In this plot, the edge of the topmost line represents the total time taken, and the space in between consecutive lines represents the time for each step.
We can see that
-
The total time increases non-linearly, even though the algorithm is $O(n)$
-
The
divide
step takes the most amount of time, with sharp increases at $\approx 3 \times 10^8$ and $\approx 7 \times 10^8$.
This makes sense, because unlike the other operations, np.divide
needs to
access two large arrays simultaneously, and write the result to a new array.

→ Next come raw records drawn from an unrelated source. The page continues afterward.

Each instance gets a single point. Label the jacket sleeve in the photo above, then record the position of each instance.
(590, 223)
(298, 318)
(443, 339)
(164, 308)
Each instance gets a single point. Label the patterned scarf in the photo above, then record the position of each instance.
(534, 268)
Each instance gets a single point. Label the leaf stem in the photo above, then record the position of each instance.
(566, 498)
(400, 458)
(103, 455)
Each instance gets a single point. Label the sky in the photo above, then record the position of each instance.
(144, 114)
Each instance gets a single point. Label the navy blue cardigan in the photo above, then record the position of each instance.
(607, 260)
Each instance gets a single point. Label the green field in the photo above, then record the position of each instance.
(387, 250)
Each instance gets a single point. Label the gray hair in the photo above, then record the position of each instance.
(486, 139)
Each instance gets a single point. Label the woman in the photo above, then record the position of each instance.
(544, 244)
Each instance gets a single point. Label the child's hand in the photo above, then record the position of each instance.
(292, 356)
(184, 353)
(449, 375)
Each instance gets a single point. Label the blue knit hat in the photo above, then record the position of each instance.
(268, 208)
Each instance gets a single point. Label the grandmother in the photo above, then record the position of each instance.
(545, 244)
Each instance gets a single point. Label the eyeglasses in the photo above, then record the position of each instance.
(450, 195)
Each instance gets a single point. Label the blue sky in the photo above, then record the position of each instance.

This means lots of main memory accesses, and possibly reads from the SSD, which
is extremely slow.
Broadcasting
There’s actually an optimization for these kinds of problems that Numpy has built-in called broadcasting, which virtually “projects” smaller sized vectors into larger sizes for vector-vector operations.
def basel_np_broadcast(N) -> float:
ones = 1
r = np.arange(1, N)
div = ones / r
square = np.square(div)
# As if its [1, 1, ..., 1] / [1, 4, ..., N^2]

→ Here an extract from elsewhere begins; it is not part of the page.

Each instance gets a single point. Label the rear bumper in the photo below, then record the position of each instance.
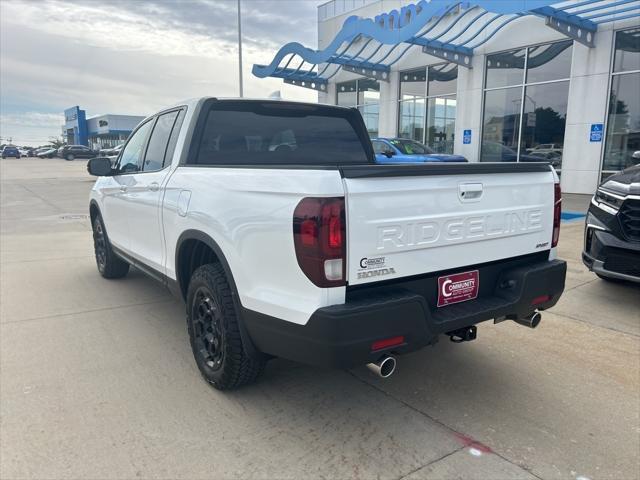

return float(np.sum(square))
This lets us save a lot of precious cache space. Let’s run the same metrics as before. With $N=10^8$:
Operation | Time for operation (ms) | Cumulative Time (ms) |
---|---|---|
Creating ones | 0.00 | 0 |
Creating range | 68.56 | 70.48 |
Squaring range | 105.14 | 180.74 |
Dividing ones/squares | 133.08 | 271.30 |
Final sum | 71.08 | 310.41 |
From now on, I’ll refer to the broadcasted version as “the Numpy solution”.
Although a significant improvement, we still see those latency spikes. Let’s try to fix that.
Thinking About Memory
To improve the memory use of the function, we could work block-by-block, doing the same operations on small chunks of the range at a time, and adding it all up in the end. This would let us only keep one chunk in memory at once, and hopefully lead to better cache utilization while still benefiting from Numpy’s vectorized code.

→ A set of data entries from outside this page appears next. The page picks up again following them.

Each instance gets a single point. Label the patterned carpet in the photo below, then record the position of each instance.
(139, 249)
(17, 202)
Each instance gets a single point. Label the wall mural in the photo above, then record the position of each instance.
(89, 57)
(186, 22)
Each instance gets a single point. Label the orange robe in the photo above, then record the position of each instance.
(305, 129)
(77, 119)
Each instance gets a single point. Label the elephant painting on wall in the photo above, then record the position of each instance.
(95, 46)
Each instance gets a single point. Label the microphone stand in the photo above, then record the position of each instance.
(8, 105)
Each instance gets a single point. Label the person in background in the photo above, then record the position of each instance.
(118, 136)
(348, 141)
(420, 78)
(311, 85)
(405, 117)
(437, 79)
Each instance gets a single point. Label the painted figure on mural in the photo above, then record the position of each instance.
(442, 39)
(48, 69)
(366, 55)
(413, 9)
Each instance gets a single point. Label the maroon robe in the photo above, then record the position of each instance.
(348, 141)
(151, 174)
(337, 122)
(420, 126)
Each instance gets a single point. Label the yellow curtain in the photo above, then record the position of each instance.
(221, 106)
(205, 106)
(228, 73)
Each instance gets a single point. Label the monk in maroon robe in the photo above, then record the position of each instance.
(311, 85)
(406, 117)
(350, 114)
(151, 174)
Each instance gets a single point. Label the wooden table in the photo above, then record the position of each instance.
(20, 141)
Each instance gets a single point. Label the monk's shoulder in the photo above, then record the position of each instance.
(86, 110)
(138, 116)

Lets modify the function to take a range of $N$s:
# [N1, N2], inclusive
def basel_np_range(N1: int, N2: int) -> float:
# Timing code omitted
ones = 1
r = np.arange(N1, N2 + 1)
div = ones / r
squares = np.square(div)
return float(np.sum(squares))
And write a function to sum up all the chunks.
def basel_chunks(N: int, chunk_size: int) -> float:
# Timing code omitted
s = 0.0
num_chunks = N // chunk_size
for i in range(num_chunks):
s += basel_np_range(i * chunk_size + 1, (i + 1) * chunk_size)
return s
With $N=10^8$:
Function 'basel_chunks' executed in 0.108557 seconds.
1.6449340568482258
Nice! It runs $\approx 3$ times faster than the Numpy solution.
As a plus, the answer will actually be slightly more accurate, due to the nature of IEEE 754 floats. Let’s look at how the performance scales in the same way we did before, keeping the chunk size constant.
First of all, look at the y-axis. We’re now working on the scale
of seconds, not minutes. We also see that the runtime
increases linearly, consistent with the algorithm’s $O(n)$ time complexity.
We can theorize that with the chunk_size
of 20000, all of the information
is able to be fit in cache, so there are no runtime spikes for out-of-cache
access.
Let’s try varying chunk_size
in the range $[5 \times 10^2, 10^6]$, keeping $N$ constant at $10^9$.
From the figure, we see performance gains up until a $\approx 51000$ chunk_size
,
after which there are latency spikes presumably caused by cache misses.
Some Napkin Math
Each float64
, uses 64 bits, or 8 bytes. We are working with 3 arrays
of $N$ float64
s, so memory usage for one call is
$51000 (8) (3) = 1224000 \approx 1.2$ MB.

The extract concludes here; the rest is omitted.